"Ah... ya, bangunannya... benar-benar mewah."
Setelah mendapatkan sesuatu untuk dikatakan sebagai tanggapan dan mengucapkannya dengan asal-asalan, Sersan Choi mengangguk dengan penuh semangat. Wajahnya tanpa ekspresi, tapi sedikit kepuasan muncul dari alisnya.
"Dia adalah tipe orang yang tidak akan pernah mengizinkan seorang menteri datang ke kediaman resminya. Jangankan seorang warga sipil untuk berkunjung... Dia tidak pernah bisa membayangkannya."
Dengan kata lain, kecuali beberapa ajudan dekatnya, Sehwa adalah orang pertama yang mengunjungi kediaman resminya. Hal itu bukanlah hal yang mengejutkan. Ki Taejeong mengundang orang ke rumahnya dan bersenang-senang? Tidak bisa dibayangkan, seperti yang dikatakan Sersan Choi. Lebih masuk akal untuk mengatakan bahwa dia menembak dan membunuh semua orang yang berkunjung.
Setelah itu, Sersan Choi terus berbicara dengannya. Memang bagus dia menjelaskan ini dan itu, tapi yang menjadi masalah adalah dia dengan licik mengungkit-ungkit cerita tentang Ki Tae-jeong. Sejauh mana Ki Tae-jeong tidak memberi kesempatan pada orang lain, betapa acuh tak acuhnya dia pada pasangannya yang terdahulu... hal-hal seperti itu. Sehwa tak tahu kenapa dia terus mengungkit hal-hal yang bahkan tak ingin ia ketahui. Sejujurnya, Sehwa merasa tidak nyaman dengan Sersan Choi. Dia membuat orang lain tidak nyaman dengan mengajarkan hal-hal yang aneh seperti 'menjadi suaminya' dan sebagainya.
"Seberapa jauh lagi kita harus pergi?"
"Jika kau merasa tidak nyaman, beritahu aku dan aku bisa merebahkan kursinya seperti tempat tidur."
Sersan Choi bergumam sambil melihat jam tangannya.
"Karena kita bepergian dengan mobil, sepertinya akan memakan waktu yang cukup lama."

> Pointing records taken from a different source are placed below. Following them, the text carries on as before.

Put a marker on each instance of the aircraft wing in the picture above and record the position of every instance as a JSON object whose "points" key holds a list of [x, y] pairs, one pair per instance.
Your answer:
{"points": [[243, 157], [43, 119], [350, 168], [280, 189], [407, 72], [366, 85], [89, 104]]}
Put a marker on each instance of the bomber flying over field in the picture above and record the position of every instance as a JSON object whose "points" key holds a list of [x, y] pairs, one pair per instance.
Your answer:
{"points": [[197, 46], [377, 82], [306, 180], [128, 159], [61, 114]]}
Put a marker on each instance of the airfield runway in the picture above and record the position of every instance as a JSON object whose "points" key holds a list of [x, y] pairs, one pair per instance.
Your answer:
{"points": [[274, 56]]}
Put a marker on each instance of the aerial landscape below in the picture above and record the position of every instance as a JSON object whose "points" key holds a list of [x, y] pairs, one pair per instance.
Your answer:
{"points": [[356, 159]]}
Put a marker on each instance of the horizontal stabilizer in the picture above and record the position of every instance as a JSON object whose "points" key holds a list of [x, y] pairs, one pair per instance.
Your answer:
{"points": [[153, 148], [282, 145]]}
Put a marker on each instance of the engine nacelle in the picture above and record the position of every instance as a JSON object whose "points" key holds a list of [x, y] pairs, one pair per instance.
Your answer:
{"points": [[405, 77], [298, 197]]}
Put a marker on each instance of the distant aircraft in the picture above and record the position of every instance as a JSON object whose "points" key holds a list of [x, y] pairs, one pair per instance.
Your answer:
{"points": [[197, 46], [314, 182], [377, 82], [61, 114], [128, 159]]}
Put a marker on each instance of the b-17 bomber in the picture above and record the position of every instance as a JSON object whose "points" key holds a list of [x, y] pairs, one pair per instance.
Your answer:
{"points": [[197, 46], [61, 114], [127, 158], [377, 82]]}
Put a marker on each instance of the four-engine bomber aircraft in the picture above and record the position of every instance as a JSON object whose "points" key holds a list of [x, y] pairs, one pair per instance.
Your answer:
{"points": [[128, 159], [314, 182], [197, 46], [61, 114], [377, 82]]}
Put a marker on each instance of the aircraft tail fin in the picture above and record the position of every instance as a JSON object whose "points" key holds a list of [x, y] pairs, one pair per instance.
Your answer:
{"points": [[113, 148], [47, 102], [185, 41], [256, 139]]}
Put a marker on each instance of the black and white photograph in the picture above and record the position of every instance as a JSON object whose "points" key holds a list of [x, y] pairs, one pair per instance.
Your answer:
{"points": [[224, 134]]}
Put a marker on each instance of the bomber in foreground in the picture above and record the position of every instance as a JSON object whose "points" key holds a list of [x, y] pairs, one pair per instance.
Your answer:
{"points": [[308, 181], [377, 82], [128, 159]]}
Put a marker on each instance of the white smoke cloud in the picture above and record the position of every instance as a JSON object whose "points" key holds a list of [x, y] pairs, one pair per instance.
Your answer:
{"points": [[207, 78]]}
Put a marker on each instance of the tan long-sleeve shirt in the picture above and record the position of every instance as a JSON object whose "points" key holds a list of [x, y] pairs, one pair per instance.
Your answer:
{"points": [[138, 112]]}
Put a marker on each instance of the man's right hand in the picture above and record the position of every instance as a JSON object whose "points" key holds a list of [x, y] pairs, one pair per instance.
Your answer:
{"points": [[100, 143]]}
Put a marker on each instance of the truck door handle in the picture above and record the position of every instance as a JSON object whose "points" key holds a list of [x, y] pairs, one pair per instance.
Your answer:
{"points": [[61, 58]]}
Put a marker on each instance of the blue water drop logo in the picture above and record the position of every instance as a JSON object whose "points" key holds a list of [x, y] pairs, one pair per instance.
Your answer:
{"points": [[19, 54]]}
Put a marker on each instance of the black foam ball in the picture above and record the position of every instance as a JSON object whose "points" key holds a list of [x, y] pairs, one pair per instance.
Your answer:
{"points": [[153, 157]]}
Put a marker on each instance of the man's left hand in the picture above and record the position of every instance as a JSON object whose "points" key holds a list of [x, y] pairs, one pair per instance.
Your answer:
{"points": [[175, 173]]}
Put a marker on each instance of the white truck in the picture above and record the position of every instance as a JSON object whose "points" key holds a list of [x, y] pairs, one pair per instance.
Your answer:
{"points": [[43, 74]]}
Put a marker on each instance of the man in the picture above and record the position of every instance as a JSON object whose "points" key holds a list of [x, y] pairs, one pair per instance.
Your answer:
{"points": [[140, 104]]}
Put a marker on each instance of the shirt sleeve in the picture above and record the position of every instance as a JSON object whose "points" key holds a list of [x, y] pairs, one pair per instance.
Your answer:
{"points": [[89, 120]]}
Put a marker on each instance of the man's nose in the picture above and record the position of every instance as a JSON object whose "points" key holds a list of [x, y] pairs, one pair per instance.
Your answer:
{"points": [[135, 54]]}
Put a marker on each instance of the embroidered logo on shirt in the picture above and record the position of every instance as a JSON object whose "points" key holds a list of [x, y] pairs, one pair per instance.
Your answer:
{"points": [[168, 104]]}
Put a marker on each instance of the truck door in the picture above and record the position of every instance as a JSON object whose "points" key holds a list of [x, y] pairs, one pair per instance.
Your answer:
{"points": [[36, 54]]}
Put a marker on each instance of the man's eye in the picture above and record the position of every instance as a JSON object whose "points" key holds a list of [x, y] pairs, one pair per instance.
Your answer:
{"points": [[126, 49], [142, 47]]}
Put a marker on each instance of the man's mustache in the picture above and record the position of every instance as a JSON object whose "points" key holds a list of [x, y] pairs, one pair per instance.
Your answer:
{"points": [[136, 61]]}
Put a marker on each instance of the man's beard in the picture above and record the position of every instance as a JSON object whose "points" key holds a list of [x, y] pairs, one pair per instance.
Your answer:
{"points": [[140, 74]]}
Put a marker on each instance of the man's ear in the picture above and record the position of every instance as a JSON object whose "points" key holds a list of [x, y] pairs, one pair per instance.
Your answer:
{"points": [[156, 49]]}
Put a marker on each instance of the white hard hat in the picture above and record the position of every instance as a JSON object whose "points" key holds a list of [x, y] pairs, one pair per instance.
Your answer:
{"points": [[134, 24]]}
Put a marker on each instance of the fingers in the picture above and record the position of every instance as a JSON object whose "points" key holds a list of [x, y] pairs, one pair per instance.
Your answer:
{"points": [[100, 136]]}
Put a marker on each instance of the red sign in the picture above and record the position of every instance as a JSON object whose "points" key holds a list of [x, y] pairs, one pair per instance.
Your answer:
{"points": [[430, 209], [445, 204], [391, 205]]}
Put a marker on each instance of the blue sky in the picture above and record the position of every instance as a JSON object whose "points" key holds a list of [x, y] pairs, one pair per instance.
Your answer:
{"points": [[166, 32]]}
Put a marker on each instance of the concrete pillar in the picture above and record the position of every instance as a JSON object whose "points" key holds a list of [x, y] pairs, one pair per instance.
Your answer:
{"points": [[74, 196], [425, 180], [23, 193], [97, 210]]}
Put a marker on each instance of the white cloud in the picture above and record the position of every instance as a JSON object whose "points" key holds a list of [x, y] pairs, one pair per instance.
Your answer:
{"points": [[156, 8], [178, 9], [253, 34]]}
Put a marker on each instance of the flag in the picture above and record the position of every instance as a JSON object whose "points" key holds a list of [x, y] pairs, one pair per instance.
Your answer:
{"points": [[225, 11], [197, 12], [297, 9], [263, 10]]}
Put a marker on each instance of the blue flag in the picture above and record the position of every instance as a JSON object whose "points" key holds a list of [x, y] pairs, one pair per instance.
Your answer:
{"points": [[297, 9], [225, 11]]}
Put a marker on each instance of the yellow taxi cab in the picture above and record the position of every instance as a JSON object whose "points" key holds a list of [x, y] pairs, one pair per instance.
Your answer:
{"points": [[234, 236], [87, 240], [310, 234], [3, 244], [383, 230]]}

Jam tangannya memiliki desain yang mirip dengan yang dikenakan oleh Ki Tae-jeong, tetapi tidak terlalu mencolok. Ukuran jam tangan ini juga tampak sedikit lebih kecil. Apakah itu wajar karena mereka berasal dari pangkat yang berbeda? Saat ia melihat jam tangannya, ia teringat beberapa hari yang lalu ketika ia menggunakannya untuk menampilkan kamus di layar. Sehwa mengalihkan pandangannya, menekan daun telinganya yang terasa panas tanpa sebab.
"Tapi kami ingin datang lebih awal dari brigadir jenderal. Hari ini adalah hari di mana dakwaan Letnan Kim dilimpahkan."
Sehwa, yang sedari tadi menatap kosong ke luar jendela mobil, menoleh. Dakwaan?
"Dakwaan? Apa itu hari ini?"
"Ya, bukankah obat-obatan yang dibuat oleh Letnan Kim Seok-cheol ditumpuk di gudang di 2-Hwan? Dia bilang dia akan mengumpulkan semua barang yang tersisa dan mengajukan tuntutan hari ini juga."
Sehwa menutup mulutnya rapat-rapat. Gudang di 2-Hwan... Dia pikir dia tahu di mana yang dia bicarakan. Dia pernah ke sana beberapa kali.
"Kalau begitu, obat-obatan yang dicuri dari tempat penampungan juga akan diumumkan sekarang. Sementara pengaduan sedang diajukan."
"Ya. Kau dengar itu, Brigadir Jenderal?"
"... tidak."
Sebuah dakwaan? Ia belum pernah mendengar hal seperti itu. Tentu saja, Ki Tae-jeong tidak memiliki kewajiban untuk memberitahuku tentang rencana atau niatnya di masa depan. Sebenarnya, Sehwa adalah kaki tangan yang membantu Letnan Kim memproduksi narkoba. Aneh sekali dia menjelaskan bagaimana segala sesuatunya akan berjalan sedemikian rupa ketika kemampuan Sehwa tidak terlalu dibutuhkan. Jadi wajar jika dia tidak mengatakan apa-apa,... Jantungnya mulai berdebar-debar.
Ki Tae-jeong mengatakan bahwa jika perlu, dia akan menggunakan segala cara, mulai dari kondisi hingga cerita orang tuanya. Dia mengatakan bahwa dia bisa membuatnya melakukan berbagai tes dan dia bisa berbicara tentang kehidupan pribadi Sehwa selama persidangan. Lalu...ia tidak bisa disebut sebagai kaki tangan lagi, kan?